Last November, FAQ facilitated a workshop on Queer at the Genders and Power festival, vol. 3, a workshop that was interestingly engaging since people were willing to allow and embrace the diversity, partiality, and impossibility of full comprehensiveness embedded in queer practice and queer theory. This text is an attempt to engage with and elaborate on queer as a material-semiotic facet that dares to unfold unspoken and uninterrogated norms and assumptions, since we believe that the complexity rooted in everyday queer practice and discourse does not mean that it would be impossible to use it as a differential tool for action and social change. To the contrary, queer is a hopeful tool for social change mostly because it tries to tackle lived experiences and embodiments with all their complexity without attempting at reductive simplification for the sake of false clarity.
FAQ reads Queer both as a transpositional and intersectional concept that navigates in/between/across sexuality, ethnicity, gender, class, age, dis/ability, and personal instances that might not be explained by the familiar categories of social classes, but also as a tool in deconstructing both heteronormative and homonormative discourses that mold our lives.

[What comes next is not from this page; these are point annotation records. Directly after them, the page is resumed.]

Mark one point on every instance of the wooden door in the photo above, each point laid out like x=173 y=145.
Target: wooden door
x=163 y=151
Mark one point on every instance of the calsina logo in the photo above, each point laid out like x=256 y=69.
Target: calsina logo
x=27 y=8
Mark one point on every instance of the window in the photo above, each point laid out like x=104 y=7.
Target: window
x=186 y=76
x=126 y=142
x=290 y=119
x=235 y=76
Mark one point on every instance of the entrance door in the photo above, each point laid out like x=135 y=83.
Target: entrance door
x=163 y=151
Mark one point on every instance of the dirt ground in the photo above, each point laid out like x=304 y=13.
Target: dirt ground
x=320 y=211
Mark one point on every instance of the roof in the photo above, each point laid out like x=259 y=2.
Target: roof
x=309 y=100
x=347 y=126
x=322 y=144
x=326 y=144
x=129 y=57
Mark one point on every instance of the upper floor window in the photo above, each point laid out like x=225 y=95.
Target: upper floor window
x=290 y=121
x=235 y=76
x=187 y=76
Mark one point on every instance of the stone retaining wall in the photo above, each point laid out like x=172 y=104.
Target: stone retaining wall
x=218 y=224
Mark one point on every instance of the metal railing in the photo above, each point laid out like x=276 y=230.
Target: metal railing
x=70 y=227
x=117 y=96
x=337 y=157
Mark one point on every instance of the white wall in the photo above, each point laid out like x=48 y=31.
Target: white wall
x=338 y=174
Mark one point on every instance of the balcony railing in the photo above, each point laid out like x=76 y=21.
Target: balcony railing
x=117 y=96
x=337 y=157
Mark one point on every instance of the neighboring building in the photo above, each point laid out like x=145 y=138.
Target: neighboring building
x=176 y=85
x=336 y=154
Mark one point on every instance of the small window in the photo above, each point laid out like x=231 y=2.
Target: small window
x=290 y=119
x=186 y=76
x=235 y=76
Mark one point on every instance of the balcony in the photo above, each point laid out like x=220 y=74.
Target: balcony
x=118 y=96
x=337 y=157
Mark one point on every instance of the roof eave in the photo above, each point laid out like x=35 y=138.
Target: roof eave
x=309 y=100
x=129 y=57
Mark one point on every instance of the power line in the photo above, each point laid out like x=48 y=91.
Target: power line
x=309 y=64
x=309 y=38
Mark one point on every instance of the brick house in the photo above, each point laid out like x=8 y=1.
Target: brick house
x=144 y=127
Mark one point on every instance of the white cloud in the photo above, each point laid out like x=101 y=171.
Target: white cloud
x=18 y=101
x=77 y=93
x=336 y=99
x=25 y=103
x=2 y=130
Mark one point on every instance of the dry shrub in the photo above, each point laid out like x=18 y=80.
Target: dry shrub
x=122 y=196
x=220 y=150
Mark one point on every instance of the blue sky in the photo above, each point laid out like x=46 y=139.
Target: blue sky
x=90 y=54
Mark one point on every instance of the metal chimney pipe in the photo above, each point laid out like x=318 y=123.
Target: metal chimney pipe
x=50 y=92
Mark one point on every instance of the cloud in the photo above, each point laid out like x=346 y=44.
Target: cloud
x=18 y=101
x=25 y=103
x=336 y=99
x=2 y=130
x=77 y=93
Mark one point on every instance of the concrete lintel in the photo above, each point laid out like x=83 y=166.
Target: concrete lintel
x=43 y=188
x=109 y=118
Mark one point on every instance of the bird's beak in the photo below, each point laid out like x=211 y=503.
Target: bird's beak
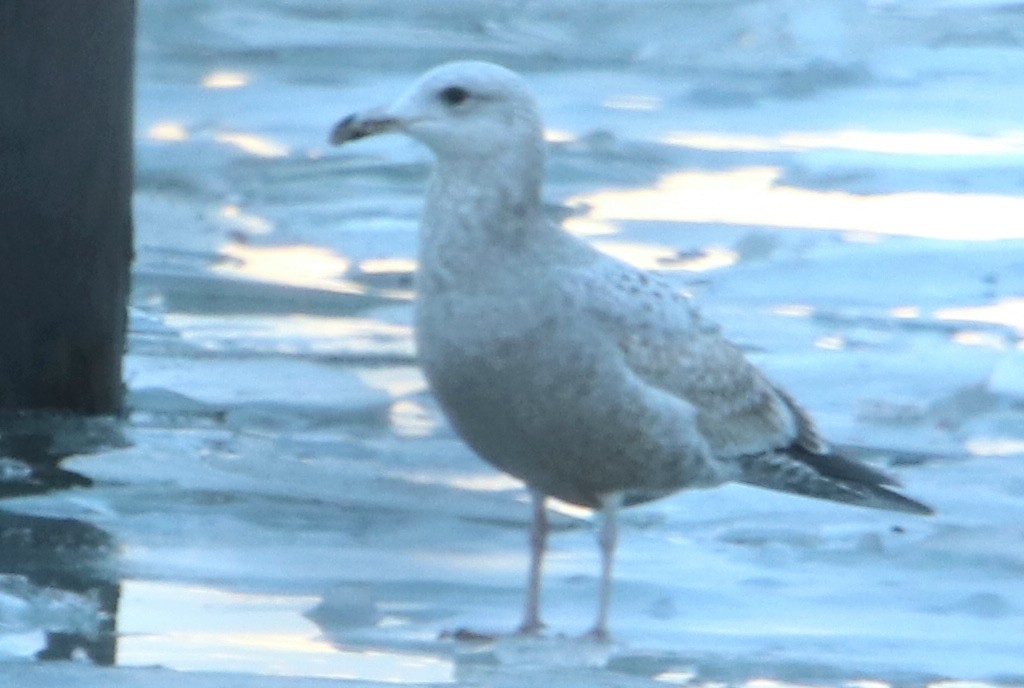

Queer signifies something relational and strange that resists the social drive to classify and categorize individuals; in Sedgwick’s words, “Queer is a continuing moment, movement, motive – recurrent, eddying, troublant” (Tendencies 1993: xii). By queerly out-voicing our thoughts and desires we reclaim the act of being visible in a way that constitutes the multiplicity of identities we all hold simultaneously as well as the myriad of roles we assume as queer beings.
The absence of a secure and fixed identification can cause discomfort, rendering queer as a glitch, an anomaly, in the perspective of the normative. To reverse that perspective, this begs the question as to how the normative is constituted as ‘normal’, yet also the very hold that the tentacles of the normative take over our quotidian bodies, thoughts, lives. What is ‘normal’, how does ‘normal’ become normal, and what counts as ‘normal’, and not? We may begin, from a logic of binary thinking that tempts us to feel safe to walk on a straight line with only two edges; feminine-masculine, heterosexual-homosexual, white-of color, ability-disability, normality-abnormality. It generates a sense of security when what is called normal (as the dominant, hegemonic discourse) claims objectivity, credibility, universality and operates –in Foucault’s words– as a “regime of truth”, a kind of truth that “is produced by virtue of multiple constraints [a]nd it induces regulated effects of power” (The political function of the intellectual 1976: 112). These very concepts are rooted in a philosophical tradition, namely humanism that strictly defines its premises/assumptions and borders its intelligibility by any means. Hence, this sense of security is based on power relationships where those who are oppressed (the abnormals, the abjects, the monsters, the queers) stay silenced and invisible. However, demystifying dominant discourses and uncovering the ways hegemonic practices have appropriated origin myths are elements of a Queer reading of our everyday lives. These concepts that purportedly grant security and stability are not mere concepts but rather processes; processes which signify and put scary, risky and contingent things together.
A meaningful sequel to FAQ’s workshop took place on the second day of the Festival. Following up on the first day’s discussions on queer, the participants then discussed whether the queer communities tend to create different sounding norms, yet norms nonetheless, within their circles. Even though queer takes its radical potential from inviting us to think beyond norms, predetermined identities and binaries, can there be a possibility that Queer is being defined by a set of counter-norms, creating a new set of subtle community rules by which “good” queer practice can be defined? As FAQ members who were participating in the said discussion, we would like to point at the significance of having reflexive discussions on the journey of concepts such as queer through our bodies, lives and politics, and hope to continue engaging in further discussions on how queer can be thought and embodied by anarcho-feminism.
Queer creates undecidable relations, which work at the margins of the subordination to identity (regardless of the multiplicity identities might entail). Sometimes queering the norm goes hand in hand with norming the queer, therefore a conceptualization of the subjectivized individual, i.e. the subject (and its identity) as non-unified and non-self-fulfilled is elemental. Instead, it should be understood as a series of flows, energies, capacities, a series of fragments capable of being linked together in ways other than those which congeal it into a secure identity.
Therefore, a re-reading of queer is really important, since it could unfold a new kind of assemblage that does not follow any principles of sameness, but rather it is dimensionally extended over space and time, undergoing multiple transformations simultaneously. We would dare to say that Queer through our anarcho-feminist lenses forms a map and not a tracing deconstructing at the same time a tendency to tell an absolute and complete story.